I was a homeless drug addict and alcoholic for 13 years. The life that preceded such a tragic life was not a pretty one. My mother had abandoned me to cook crystal meth, left me with an violent alcoholic father who was later murdered in life, I was kicked out of my house at the age of 11 for shaming my father, later to wind up in Maclaren for trying to survive on the streets, I took up prostitution by the age of 14, all but three of my friends have been murdered, OD'd, commited suicide, or are either in jail or in an insane asylum for life. So instead of judging people because they either pull at our heart strings, or inconvenience our little selfish world, or they, what is mostly likely the truth, force us to look at the brutal truth of what our perfect delusional little world has turned into,we might realize that WE ARE ALL RESPONSIBLE. I am just as guilty as the next, and probabaly even more so, because I suffer from the same disease as everyone else, which is the failure to see a human being, when we look at a human being.
The services for drug addiction and alcoholism in this state are abysmal, yet we claim to be so liberal. We feed and clothe the homeless, therefore putting a band-aid on a shotgun wound. We are all so opposed to war, that we tend to forget that the men and women who have fought for their chosen ideal, have only done what they thought was best, and therefore forgetting the validation every human needs and deserves. We have placed CHILDREN in positions to be tried as adults (whatever that is supposed to discern) and therefore completely robbed them of any chance of rehabilitation. Do we honestly believe that humanity has regressed so much, to insist that murderes and rapists are born and not made?
Maybe, just maybe, the problem does not lie so much in the individual, but in the foul callousness that we have achieved, as a whole society. I am not saying that people should not be held accountable for their actions, but I would hope that we would look for what creates such "mosters" as we have come to regard them as. How much longer can we continue to point the finger at the world around us, blaming everyone else for the state of the nation, while we continue to work in our comfotable little jobs, drive our fancy little cars, and go home to our safe neighborhoods, while there are women and children sleeping in the street, while trusting little boys are being raped by priests and teachers, while a child is doing life in prison because he commited a crime at the age of 15 and had to adapt to prison life, where murder and rape are not only the norm, but a means of survival? If I haven't done anything to ammend the situation today, and everyday, then it is not fault of the "loser homeless junkie" who has inconvenienced my joyous little downtown shopping spree, but me. I am the only one to blame.

2 comments:

  1. Sean, I love this post but I think you're losing sight of the real objection to those comments.
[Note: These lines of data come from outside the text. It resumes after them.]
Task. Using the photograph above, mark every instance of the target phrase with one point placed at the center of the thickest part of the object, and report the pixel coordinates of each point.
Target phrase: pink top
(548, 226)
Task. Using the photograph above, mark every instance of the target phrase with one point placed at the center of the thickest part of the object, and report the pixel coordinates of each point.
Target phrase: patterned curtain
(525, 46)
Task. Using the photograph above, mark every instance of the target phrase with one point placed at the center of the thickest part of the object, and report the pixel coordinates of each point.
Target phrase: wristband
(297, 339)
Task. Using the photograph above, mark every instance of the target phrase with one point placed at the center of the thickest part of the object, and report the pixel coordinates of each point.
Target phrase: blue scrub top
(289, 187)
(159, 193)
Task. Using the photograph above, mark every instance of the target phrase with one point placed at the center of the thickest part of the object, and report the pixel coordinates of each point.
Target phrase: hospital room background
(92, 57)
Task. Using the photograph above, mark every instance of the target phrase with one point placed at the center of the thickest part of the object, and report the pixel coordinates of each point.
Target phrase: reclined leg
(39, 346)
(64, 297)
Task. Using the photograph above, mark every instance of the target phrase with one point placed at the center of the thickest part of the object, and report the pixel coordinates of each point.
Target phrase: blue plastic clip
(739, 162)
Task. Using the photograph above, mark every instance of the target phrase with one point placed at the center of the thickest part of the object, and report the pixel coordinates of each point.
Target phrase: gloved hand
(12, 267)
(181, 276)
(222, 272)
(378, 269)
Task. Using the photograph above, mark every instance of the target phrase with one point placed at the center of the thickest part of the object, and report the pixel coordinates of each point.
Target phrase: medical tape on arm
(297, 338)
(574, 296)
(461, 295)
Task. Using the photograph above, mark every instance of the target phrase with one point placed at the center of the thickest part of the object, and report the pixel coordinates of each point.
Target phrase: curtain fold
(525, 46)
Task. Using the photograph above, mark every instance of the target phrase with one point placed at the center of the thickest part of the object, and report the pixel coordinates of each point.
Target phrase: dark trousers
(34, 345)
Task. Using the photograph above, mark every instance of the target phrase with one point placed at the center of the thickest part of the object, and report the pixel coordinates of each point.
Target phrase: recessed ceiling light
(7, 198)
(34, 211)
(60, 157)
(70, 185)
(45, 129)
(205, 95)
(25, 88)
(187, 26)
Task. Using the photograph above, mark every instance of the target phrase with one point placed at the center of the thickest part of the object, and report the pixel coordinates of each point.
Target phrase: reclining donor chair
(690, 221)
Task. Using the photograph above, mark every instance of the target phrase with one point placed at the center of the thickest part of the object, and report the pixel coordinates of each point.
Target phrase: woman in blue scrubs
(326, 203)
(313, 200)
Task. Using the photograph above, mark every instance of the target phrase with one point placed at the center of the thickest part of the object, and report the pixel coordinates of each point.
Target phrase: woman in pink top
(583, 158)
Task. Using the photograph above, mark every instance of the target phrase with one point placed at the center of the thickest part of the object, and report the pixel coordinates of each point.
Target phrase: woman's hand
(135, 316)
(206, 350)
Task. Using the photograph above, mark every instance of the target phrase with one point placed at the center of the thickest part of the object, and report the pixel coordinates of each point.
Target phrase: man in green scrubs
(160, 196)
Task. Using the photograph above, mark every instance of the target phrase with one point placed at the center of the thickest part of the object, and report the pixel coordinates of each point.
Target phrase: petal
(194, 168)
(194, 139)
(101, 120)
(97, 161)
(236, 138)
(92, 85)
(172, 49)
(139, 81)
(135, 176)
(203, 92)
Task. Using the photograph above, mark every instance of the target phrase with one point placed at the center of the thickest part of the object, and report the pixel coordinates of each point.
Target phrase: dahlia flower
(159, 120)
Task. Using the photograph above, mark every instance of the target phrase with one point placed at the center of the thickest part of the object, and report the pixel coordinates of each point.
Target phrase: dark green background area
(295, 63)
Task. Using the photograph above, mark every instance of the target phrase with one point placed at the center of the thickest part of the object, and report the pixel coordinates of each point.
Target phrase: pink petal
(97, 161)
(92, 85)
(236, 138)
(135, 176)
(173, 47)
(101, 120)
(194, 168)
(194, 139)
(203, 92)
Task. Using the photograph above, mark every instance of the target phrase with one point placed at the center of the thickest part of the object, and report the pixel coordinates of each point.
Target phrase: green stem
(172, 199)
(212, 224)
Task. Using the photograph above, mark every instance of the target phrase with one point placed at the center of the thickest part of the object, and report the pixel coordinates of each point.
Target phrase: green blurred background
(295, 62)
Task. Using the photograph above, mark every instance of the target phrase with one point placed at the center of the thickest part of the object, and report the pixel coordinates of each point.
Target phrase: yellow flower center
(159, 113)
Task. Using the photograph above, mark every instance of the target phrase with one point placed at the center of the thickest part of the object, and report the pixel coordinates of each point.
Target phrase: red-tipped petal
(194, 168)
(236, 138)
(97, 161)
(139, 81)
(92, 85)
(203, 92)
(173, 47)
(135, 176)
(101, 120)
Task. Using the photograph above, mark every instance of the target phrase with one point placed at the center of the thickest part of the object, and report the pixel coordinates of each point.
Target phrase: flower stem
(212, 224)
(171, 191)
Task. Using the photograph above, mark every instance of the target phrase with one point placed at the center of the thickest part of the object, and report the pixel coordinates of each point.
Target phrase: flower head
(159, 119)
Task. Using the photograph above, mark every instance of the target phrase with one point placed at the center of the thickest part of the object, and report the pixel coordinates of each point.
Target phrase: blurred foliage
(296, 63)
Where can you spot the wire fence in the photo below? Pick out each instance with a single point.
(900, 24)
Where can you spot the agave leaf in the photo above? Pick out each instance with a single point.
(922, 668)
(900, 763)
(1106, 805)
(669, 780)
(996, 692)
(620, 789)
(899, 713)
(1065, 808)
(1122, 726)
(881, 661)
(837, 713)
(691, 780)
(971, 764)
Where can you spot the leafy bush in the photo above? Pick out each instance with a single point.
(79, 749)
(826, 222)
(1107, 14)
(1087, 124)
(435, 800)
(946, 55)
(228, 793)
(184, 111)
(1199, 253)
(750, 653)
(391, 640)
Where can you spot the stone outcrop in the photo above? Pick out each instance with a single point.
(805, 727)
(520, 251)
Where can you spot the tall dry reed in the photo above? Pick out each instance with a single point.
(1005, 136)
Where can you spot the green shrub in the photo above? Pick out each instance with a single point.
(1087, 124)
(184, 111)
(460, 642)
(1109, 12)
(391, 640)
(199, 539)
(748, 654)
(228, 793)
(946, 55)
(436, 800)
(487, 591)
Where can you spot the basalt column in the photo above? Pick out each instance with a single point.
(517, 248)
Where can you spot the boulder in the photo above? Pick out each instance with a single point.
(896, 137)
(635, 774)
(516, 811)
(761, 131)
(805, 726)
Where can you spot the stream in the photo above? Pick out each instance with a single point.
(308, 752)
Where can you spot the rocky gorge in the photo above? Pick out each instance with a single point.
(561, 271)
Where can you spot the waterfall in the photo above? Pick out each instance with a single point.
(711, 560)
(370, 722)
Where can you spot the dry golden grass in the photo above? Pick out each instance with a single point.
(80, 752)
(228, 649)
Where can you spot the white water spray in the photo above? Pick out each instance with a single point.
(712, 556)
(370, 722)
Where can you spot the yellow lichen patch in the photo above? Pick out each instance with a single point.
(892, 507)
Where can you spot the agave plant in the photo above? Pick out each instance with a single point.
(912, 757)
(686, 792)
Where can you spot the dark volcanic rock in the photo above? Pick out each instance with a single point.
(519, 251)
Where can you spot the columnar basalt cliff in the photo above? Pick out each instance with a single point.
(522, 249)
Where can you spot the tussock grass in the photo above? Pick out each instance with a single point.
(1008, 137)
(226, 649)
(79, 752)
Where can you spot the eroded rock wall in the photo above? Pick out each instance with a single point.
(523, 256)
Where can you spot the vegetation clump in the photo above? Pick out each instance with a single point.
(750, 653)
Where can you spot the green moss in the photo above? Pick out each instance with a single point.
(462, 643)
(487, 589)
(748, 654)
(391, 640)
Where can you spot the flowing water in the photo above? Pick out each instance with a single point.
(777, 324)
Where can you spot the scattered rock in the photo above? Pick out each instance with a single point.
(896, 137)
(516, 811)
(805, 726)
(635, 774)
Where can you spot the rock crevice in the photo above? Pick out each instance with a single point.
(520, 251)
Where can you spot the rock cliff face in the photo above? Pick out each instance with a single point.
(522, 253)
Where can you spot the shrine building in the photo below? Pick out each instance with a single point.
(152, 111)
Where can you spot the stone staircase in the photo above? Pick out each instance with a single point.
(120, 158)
    Cloberella is saying "I'm okay with social services for veterans, for the disabled, for the elderly, and for victims of tragedy. But I do not believe that the scarily dressed youth with the scary dogs are any of those. I believe them to be freeloaders who are unwilling to work."
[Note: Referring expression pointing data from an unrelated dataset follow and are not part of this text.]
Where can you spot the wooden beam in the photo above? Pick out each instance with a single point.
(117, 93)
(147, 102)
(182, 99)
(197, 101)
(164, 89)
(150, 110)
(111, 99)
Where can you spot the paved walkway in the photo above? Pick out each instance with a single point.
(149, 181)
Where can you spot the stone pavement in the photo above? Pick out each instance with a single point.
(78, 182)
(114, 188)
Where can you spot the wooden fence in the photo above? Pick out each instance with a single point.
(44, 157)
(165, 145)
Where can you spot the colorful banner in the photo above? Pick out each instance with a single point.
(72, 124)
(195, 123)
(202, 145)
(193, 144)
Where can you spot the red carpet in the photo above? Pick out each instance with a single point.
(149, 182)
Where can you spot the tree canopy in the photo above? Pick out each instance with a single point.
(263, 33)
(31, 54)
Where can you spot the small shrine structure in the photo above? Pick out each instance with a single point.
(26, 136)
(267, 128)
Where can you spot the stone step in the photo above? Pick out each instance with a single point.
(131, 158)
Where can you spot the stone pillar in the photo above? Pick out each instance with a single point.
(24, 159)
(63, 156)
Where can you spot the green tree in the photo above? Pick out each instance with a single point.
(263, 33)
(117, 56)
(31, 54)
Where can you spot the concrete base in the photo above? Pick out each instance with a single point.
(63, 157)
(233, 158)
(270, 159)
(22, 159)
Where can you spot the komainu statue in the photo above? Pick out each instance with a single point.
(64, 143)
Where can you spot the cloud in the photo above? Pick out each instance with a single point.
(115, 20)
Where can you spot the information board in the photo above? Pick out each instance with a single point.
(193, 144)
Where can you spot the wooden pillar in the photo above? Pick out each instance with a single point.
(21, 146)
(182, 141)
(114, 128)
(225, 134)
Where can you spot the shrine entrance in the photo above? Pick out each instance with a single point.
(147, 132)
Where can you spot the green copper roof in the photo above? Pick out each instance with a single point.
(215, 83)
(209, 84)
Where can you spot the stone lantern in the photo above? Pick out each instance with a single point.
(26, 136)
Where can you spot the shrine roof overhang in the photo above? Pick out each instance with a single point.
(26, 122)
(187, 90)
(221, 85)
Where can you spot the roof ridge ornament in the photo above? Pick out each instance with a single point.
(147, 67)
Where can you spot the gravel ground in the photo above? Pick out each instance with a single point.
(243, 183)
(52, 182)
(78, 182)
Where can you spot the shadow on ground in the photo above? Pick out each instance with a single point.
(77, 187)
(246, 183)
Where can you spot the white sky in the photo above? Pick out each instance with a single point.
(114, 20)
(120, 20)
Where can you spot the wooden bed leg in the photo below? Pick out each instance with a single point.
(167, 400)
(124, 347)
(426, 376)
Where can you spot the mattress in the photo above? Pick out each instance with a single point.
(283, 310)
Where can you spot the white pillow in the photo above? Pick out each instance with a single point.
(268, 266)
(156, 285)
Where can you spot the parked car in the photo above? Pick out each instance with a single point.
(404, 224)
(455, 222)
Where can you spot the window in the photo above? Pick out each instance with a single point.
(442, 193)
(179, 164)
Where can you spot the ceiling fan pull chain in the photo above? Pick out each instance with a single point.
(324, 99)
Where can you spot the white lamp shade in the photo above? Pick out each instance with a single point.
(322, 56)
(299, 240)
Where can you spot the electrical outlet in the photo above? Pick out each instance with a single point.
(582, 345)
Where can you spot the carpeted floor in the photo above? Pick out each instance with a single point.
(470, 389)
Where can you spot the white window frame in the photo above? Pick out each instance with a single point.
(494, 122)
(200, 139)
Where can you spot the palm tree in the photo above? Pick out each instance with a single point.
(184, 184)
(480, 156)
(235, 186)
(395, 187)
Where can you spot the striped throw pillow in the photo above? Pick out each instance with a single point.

    You’re saying that it’s wrong to judge other people, and that we’re all responsible. But I think there’s more – that cloberella’s actually wrong about most of these kids.

    First and most importantly, we're responding to anonymous comments on the internet. Which I want to point out first because anonymous comments are maybe the least appropriate forum ever imagined for rational and thoughtful discourse. But you put a lot of thought and a lot of yourself into your response, so I think you deserve the same consideration.
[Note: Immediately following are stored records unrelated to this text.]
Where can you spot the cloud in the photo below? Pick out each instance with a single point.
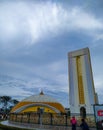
(35, 21)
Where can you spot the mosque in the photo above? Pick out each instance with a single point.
(82, 96)
(39, 103)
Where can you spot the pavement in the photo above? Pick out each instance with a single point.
(38, 127)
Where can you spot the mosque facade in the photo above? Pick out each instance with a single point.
(39, 103)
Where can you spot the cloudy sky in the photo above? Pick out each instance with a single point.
(35, 38)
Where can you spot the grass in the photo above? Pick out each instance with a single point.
(5, 127)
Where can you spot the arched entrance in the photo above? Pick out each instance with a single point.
(83, 112)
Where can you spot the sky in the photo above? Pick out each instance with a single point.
(35, 39)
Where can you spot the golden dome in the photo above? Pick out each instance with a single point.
(35, 102)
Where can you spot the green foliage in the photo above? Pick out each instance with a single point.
(4, 127)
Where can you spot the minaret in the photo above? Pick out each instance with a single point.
(81, 86)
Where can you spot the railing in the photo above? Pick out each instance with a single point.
(49, 119)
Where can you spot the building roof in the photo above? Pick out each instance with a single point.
(40, 98)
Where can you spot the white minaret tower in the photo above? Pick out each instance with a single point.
(81, 86)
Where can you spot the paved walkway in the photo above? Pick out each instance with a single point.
(39, 127)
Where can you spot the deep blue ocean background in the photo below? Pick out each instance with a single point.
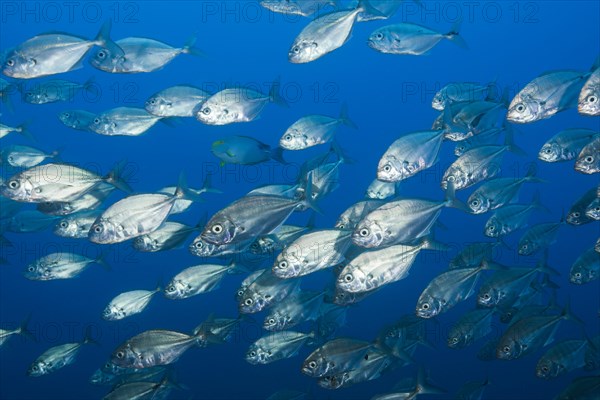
(245, 44)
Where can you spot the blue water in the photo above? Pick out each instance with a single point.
(387, 95)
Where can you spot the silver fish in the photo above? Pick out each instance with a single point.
(412, 153)
(60, 266)
(77, 119)
(313, 130)
(589, 97)
(277, 346)
(565, 145)
(123, 121)
(588, 160)
(176, 101)
(77, 225)
(128, 304)
(196, 280)
(312, 252)
(412, 39)
(238, 104)
(586, 268)
(24, 156)
(53, 53)
(546, 95)
(139, 54)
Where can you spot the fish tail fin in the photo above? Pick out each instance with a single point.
(190, 47)
(183, 191)
(308, 200)
(453, 201)
(207, 186)
(512, 147)
(115, 177)
(344, 118)
(275, 95)
(87, 337)
(454, 35)
(277, 155)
    That said, there seems to be a cycle at work, involving alienation from societal norms (due to any number of external influences - poverty, tragedy, mental illness, abuse, neglect) which leads in turn to a natural response of embracing the alienation. Which then just serves to widen the gulf, and so the cycle.

    The choices, in this case, are choices of wardrobe, of lifestyle, of assimilating with a streetkid culture that is set up in direct opposition to societal norms. There is a lot of comfort to be had in lashing back out at the society which we feel wronged us. But that comfort involves making a series of active choices which serve to further our alienation from society.

    This is, I think, what cloberella is trying to articulate. She feels that the people most deserving of charity are the people who seem most willing to be rehabilitated. She has an image, a prejudice, of what a helpable homeless person looks and acts like. And gutter punks don't look like that. They look like people who have made deliberate choices to thumb their noses at society.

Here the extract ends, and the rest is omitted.